Bu vak’a üzerine binlerce Kırımlı Müslüman, Türkiye’ye, kâfileler halinde göç eylemiştir. Bunlardan bir bölümü, İstanbul Şehremini semtine iskân edilirken bir diğer bölümü de Eskişehir coğrafyasına yerleştirilmiştir. İnegöl Hamidiye Mahalledsi’nin çekirdeğini oluşturan mıntıkaya da bir miktar Kırım göçmeni Tatar gelmiştir.

Kabakçı Mustafa isyanı sonrasında, İstanbul’da meydana gelen kaos ortamında Sultan III. Selim ,kuzeni Şehzâde Mustafa lehine tahtından feragat etmiştir. Fakat bu isyan kanlı olmuş; birçok devlet adamı ile birlikte Sultan III. Selim de hayatını kaybetmiştir. Rus işgaline karşı sınırlar korunamamıştır. Çanakkale Boğazı bile kısa süre için abluka altına alınmıştır.

Sınır bölgelerinde ülke içine doğru dalgalar halinde göç başlamış ve göçmenlerden büyükçe bir bölümü, İstanbul, Eskişehir, Bursa ve İnegöl coğrafyasına iskân edilmişlerdir. Daha önceki devirde gelen göçmenler ile İnegöl’de çekirdeği oluşturulan Çamaşırlık Mahallesi,

Orhaniye Mahallesi ve Tatarlık Mahallesi, yeni gelen göçmenler ile nüfusça artmıştır. İstanbul’daki kaos durumu, İnegöl’deki yerel yönetimi de derinden etkilemiş; emniyet , büyük ölçüde zaafa uğramıştır.

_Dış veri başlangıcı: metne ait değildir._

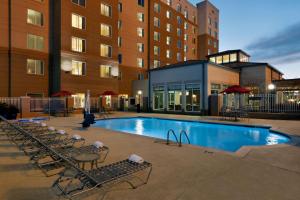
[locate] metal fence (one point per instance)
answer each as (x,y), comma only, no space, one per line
(15,101)
(273,103)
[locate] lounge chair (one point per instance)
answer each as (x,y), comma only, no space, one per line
(73,182)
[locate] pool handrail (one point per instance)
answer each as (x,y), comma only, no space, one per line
(168,136)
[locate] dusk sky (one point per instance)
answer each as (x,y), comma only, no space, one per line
(269,30)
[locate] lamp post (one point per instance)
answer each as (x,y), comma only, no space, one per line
(140,92)
(271,88)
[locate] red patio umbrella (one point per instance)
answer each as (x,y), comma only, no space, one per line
(108,93)
(236,89)
(62,93)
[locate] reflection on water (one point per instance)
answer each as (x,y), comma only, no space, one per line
(224,137)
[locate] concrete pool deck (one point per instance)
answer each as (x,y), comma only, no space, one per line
(182,173)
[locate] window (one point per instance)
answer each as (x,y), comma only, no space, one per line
(119,41)
(156,7)
(140,32)
(156,36)
(156,22)
(120,7)
(78,68)
(35,42)
(178,56)
(233,57)
(106,10)
(105,71)
(209,21)
(219,60)
(179,20)
(140,62)
(174,98)
(185,25)
(78,44)
(178,8)
(156,50)
(140,47)
(141,3)
(179,44)
(178,32)
(34,17)
(78,21)
(105,30)
(168,27)
(168,53)
(168,40)
(119,24)
(168,14)
(158,97)
(156,63)
(79,2)
(185,48)
(140,17)
(216,34)
(105,50)
(186,14)
(120,58)
(185,37)
(35,67)
(192,97)
(140,76)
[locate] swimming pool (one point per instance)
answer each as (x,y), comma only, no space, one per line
(218,136)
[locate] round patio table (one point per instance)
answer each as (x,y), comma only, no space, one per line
(83,158)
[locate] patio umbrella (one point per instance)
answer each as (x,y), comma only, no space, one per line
(236,89)
(87,105)
(62,93)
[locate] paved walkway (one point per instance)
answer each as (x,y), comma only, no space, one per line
(185,173)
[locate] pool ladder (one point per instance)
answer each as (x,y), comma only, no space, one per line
(182,132)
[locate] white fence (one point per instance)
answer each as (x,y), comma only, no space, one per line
(273,103)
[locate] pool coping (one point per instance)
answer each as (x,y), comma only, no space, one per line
(241,152)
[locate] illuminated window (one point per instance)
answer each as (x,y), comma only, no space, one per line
(156,7)
(35,42)
(35,67)
(105,71)
(106,10)
(226,58)
(233,57)
(140,32)
(168,40)
(105,50)
(219,60)
(168,27)
(34,17)
(140,47)
(78,21)
(79,2)
(156,63)
(168,14)
(156,50)
(156,36)
(140,17)
(168,53)
(78,44)
(78,68)
(156,22)
(105,30)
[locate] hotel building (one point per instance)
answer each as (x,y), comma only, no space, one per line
(74,45)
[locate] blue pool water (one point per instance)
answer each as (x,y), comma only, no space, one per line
(224,137)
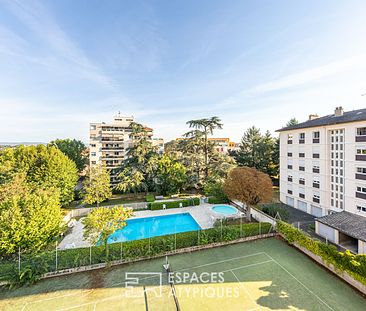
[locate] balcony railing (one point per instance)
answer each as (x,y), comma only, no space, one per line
(360,157)
(361,195)
(361,138)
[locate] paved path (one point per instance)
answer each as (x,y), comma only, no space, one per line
(202,214)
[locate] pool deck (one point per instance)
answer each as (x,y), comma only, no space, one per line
(202,214)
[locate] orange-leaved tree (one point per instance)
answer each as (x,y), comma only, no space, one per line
(248,186)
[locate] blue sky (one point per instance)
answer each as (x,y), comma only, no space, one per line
(66,63)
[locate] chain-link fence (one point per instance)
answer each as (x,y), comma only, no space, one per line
(56,259)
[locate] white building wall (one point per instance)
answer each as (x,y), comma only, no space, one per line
(350,202)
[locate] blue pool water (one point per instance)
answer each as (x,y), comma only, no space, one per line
(143,228)
(225,209)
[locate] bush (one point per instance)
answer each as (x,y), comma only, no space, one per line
(34,266)
(150,198)
(273,209)
(355,265)
(216,200)
(173,204)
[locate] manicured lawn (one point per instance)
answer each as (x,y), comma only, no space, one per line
(264,274)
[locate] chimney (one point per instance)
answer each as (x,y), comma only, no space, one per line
(313,117)
(338,111)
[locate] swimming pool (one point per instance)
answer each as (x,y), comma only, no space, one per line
(225,209)
(142,228)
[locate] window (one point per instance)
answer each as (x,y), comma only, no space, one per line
(361,170)
(361,189)
(361,131)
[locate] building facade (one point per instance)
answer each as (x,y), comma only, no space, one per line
(323,165)
(109,143)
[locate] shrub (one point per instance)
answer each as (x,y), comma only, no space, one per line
(173,204)
(216,200)
(273,209)
(34,266)
(150,198)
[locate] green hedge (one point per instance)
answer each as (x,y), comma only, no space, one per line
(215,200)
(355,265)
(73,258)
(150,198)
(173,204)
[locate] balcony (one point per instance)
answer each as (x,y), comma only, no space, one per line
(360,139)
(360,176)
(360,157)
(361,195)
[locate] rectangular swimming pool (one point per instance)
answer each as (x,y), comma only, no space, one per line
(142,228)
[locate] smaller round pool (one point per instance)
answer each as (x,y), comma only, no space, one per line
(225,209)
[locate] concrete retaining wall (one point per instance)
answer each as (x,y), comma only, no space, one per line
(178,251)
(341,274)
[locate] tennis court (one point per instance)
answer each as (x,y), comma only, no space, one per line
(259,275)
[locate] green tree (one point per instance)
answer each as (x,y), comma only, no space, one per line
(74,150)
(249,186)
(101,222)
(170,176)
(292,121)
(204,127)
(258,151)
(42,166)
(138,170)
(97,186)
(30,217)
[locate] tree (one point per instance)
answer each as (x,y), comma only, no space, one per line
(74,149)
(97,185)
(42,166)
(101,222)
(249,186)
(30,217)
(258,151)
(170,176)
(291,122)
(205,127)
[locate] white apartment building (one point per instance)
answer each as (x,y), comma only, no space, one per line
(109,143)
(323,172)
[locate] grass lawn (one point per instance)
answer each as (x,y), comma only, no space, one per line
(260,275)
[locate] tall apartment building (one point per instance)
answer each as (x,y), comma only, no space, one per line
(109,143)
(323,172)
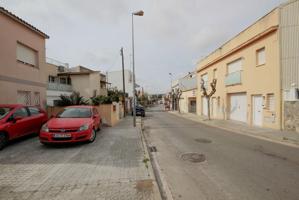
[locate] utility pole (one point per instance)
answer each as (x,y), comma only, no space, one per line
(124,86)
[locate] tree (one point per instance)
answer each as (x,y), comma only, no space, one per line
(73,99)
(176,94)
(206,95)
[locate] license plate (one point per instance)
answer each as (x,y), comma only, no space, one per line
(64,135)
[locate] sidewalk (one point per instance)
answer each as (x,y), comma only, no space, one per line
(282,137)
(112,167)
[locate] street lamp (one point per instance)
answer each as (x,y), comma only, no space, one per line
(138,13)
(171,92)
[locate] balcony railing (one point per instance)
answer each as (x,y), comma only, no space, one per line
(233,78)
(59,87)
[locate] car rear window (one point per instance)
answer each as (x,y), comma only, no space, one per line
(34,110)
(4,111)
(75,113)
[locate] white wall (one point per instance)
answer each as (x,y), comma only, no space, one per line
(116,80)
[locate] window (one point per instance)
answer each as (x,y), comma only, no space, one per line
(234,66)
(34,110)
(4,111)
(260,56)
(94,93)
(27,55)
(51,79)
(36,99)
(63,80)
(270,102)
(22,112)
(24,97)
(95,111)
(75,113)
(205,80)
(215,74)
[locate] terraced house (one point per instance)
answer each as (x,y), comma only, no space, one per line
(22,61)
(257,71)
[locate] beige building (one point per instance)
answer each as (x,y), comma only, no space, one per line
(22,61)
(57,85)
(86,81)
(250,69)
(188,88)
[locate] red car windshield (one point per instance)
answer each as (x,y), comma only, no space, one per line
(4,111)
(75,113)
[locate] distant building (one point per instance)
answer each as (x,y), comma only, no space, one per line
(57,85)
(188,87)
(257,73)
(22,61)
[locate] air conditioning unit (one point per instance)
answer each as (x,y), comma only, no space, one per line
(293,94)
(60,69)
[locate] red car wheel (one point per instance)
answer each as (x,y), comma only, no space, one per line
(3,140)
(93,136)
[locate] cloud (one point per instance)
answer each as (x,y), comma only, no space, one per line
(171,37)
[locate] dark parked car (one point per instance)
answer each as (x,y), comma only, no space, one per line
(139,111)
(19,120)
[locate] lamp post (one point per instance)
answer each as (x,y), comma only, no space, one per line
(138,13)
(171,92)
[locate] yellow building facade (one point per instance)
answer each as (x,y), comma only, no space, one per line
(247,69)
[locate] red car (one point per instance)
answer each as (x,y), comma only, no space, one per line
(73,124)
(18,120)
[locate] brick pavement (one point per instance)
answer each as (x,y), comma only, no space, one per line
(109,168)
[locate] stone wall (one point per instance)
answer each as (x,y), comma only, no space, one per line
(291,115)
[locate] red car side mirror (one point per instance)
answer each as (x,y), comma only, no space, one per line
(17,118)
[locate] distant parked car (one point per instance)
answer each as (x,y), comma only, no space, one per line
(73,124)
(18,120)
(139,111)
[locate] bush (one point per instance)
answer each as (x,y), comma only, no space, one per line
(73,99)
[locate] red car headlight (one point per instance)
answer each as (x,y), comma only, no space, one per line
(45,128)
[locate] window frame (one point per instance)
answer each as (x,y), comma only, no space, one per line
(257,56)
(30,48)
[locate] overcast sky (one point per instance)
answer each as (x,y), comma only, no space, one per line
(171,37)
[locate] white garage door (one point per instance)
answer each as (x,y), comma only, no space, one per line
(204,106)
(238,107)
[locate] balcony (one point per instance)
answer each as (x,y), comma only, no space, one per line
(60,87)
(233,78)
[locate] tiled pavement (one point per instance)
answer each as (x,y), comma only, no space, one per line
(109,168)
(283,137)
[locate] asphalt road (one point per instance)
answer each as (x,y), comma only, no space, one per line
(109,168)
(236,166)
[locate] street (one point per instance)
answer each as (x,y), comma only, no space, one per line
(231,166)
(109,168)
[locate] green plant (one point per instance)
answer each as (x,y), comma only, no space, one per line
(73,99)
(113,96)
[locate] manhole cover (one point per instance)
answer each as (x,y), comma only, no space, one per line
(193,157)
(203,140)
(153,149)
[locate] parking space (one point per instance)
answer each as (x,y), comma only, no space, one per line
(109,168)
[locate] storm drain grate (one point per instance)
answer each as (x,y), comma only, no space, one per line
(153,149)
(193,157)
(203,140)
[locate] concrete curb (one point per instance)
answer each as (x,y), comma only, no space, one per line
(236,132)
(164,191)
(156,189)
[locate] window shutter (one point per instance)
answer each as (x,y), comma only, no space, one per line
(26,55)
(261,56)
(234,66)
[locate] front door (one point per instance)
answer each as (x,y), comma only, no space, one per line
(238,107)
(204,106)
(20,127)
(214,107)
(257,110)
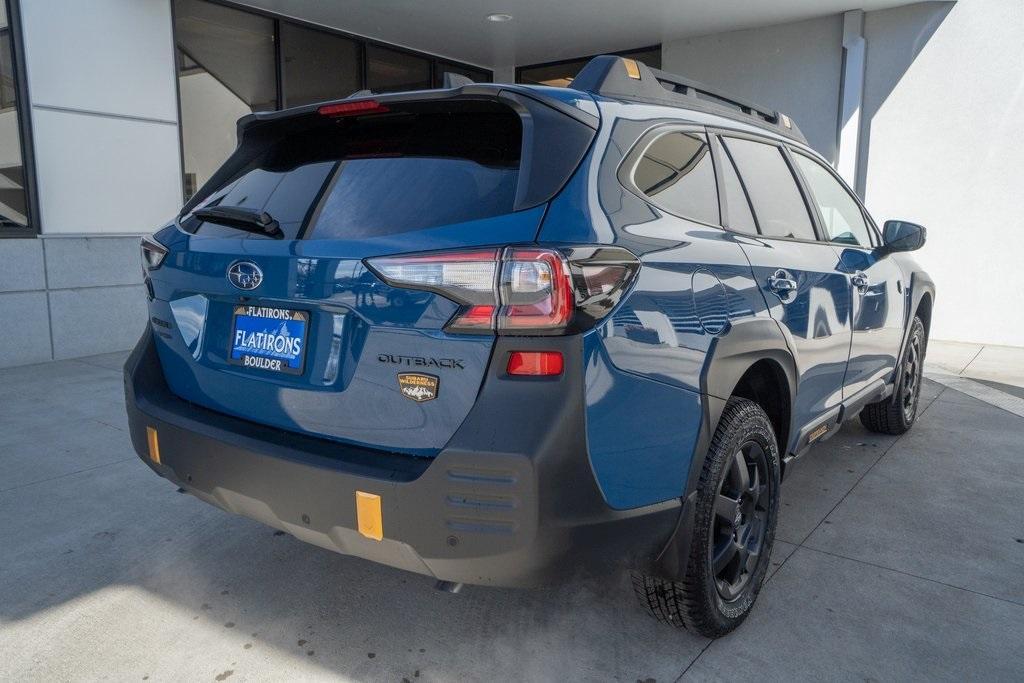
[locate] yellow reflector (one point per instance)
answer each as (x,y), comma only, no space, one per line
(632,70)
(368,513)
(151,436)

İnegöl’ü , çevre illere bağlayan Ahî derbendi, Domaniç derbendi, Akbıyık derbendi ve Ulular derbendi güvenli ortamını kaybetmiş; derbendciler, reâya ve yaya birlikleri arasındaki hiyerarşik düzen bozulmuştur. Şüphesiz bu güvensiz ortam içinde sosyal hayatta huzursuzluk ve güvensizlik doğmuş; ekonomik düzen sarsılmış; Hamza Bey ahfadı arasında yer alan Hamza Paşa örneğinde görüldüğü üzere vakıf malları, mütevelliler elinde buharlaşmıştır. İshak Paşa ahfâdı da İnegöl ile irtibatını kesmiştir.